C++ Logo

sg16

Advanced search

Re: Follow up on SG16 review of P2996R2 (Reflection for C++26)

From: Peter Dimov <pdimov_at_[hidden]>
Date: Tue, 30 Apr 2024 13:17:13 +0300
Jens Maurer wrote:
> Hm... We currently specify that std::fstream considers the imbued locale's
> encoding, but we seem to say nothing about std::cout. Even though one might
> reasonably expect that it also considers the imbued locale to perform
> transcoding to the output.

It's a bit vague but std::cout is https://eel.is/c++draft/narrow.stream.objects#3

"The object cout controls output to a stream buffer associated with the object
stdout, declared in <cstdio>."

which strongly implies a `filebuf` that writes to `stdout`, even though it's not
required to be literally that and can be e.g. of type __stdout_streambuf.
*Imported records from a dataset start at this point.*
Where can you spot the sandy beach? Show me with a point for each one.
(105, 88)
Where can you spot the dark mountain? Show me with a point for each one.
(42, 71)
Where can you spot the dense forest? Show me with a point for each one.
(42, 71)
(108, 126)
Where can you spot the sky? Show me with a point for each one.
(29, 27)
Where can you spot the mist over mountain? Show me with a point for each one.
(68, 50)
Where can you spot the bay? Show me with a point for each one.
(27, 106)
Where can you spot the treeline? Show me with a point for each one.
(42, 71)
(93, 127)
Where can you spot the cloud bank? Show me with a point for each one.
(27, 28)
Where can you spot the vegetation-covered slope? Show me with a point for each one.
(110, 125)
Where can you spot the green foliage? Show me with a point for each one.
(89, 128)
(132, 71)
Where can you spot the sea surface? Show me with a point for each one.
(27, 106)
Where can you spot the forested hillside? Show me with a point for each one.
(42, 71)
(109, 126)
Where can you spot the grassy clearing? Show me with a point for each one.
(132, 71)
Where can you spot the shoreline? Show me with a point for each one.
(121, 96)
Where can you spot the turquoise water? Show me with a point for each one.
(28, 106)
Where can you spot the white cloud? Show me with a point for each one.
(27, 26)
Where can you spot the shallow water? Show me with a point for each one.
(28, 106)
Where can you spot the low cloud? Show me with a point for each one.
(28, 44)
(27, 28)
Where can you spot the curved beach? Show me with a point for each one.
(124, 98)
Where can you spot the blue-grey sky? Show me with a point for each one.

std::cout is actually the easy case. std::cout << x, for any x, must serialize x
into a sequence of `char`, which then to pass to its streambuf; the streambuf
uses codecvt::out to transcode, but codecvt<char, char, mbstate_t> is a no-op.
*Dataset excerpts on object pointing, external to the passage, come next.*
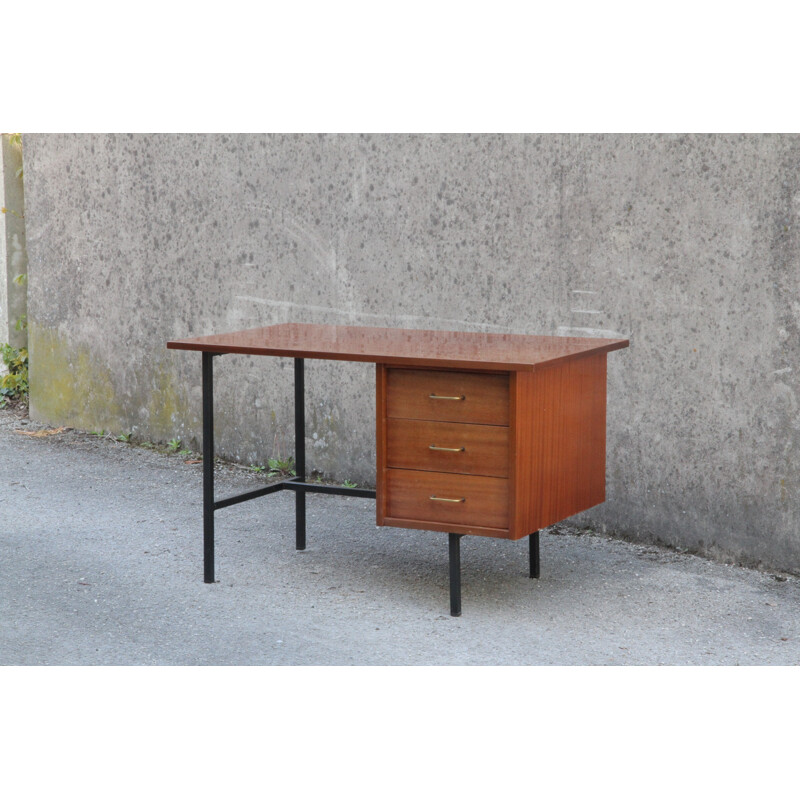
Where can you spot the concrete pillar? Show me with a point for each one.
(13, 254)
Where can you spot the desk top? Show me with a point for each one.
(446, 349)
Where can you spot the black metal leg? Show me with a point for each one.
(208, 468)
(533, 542)
(300, 452)
(455, 573)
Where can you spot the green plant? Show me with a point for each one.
(14, 385)
(281, 466)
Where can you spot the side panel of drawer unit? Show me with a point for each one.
(447, 396)
(447, 447)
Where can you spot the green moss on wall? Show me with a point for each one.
(68, 385)
(71, 386)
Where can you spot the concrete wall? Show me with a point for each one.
(686, 244)
(13, 257)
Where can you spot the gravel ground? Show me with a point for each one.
(101, 563)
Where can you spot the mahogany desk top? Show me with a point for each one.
(397, 346)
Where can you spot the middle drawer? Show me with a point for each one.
(447, 447)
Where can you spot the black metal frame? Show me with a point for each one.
(300, 486)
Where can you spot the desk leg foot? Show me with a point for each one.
(455, 573)
(533, 543)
So in the "normal" case of nothing imbued, and from the fact that

    std::cout << "Hello, world!" << std::endl;

is expected to work, we can deduce that characters in the literal encoding
end up in the streambuf and then are written to stdout, with no translation.

And since in

    std::cout << "Hello, " << u8"world!" << std::endl;

the characters "Hello, " and the result of serialization of u8"world!" to char[]
end up in the same char[] buffer, with no associated metadata to tell the
streambuf which specific `char` is in what encoding, we can further deduce
that the serialized u8"world!" has to consist of characters in the literal
encoding (or a superset of it.)

There's simply no other option.

std::wcout << L"Привет!" << std::endl (where the wide literal encoding is
UTF-16, but the narrow literal encoding is ISO-8859-1) is the hard case. But
I think we've given up on that.

The hypothetical u8cout (whose streambuf is basic_streambuf<char8_t>)
will of course do the opposite, pass through u8"..." and transcode "...", but
we can worry about that when we get it, which will be never.

TL;DR

std::cout << "prefix " << u8"..." << " suffix\n";

and

std::cout << std::format("prefix {} suffix\n", u8"...");

are equivalent, and the same reasoning applies to both. In both cases,
the narrow literals and the u8 literal are serialized to a single char[]
buffer, in the narrow literal encoding.

And once that is done, the imbued locale, if any, is applied to both in
the exact same manner.

Received on 2024-04-30 10:17:19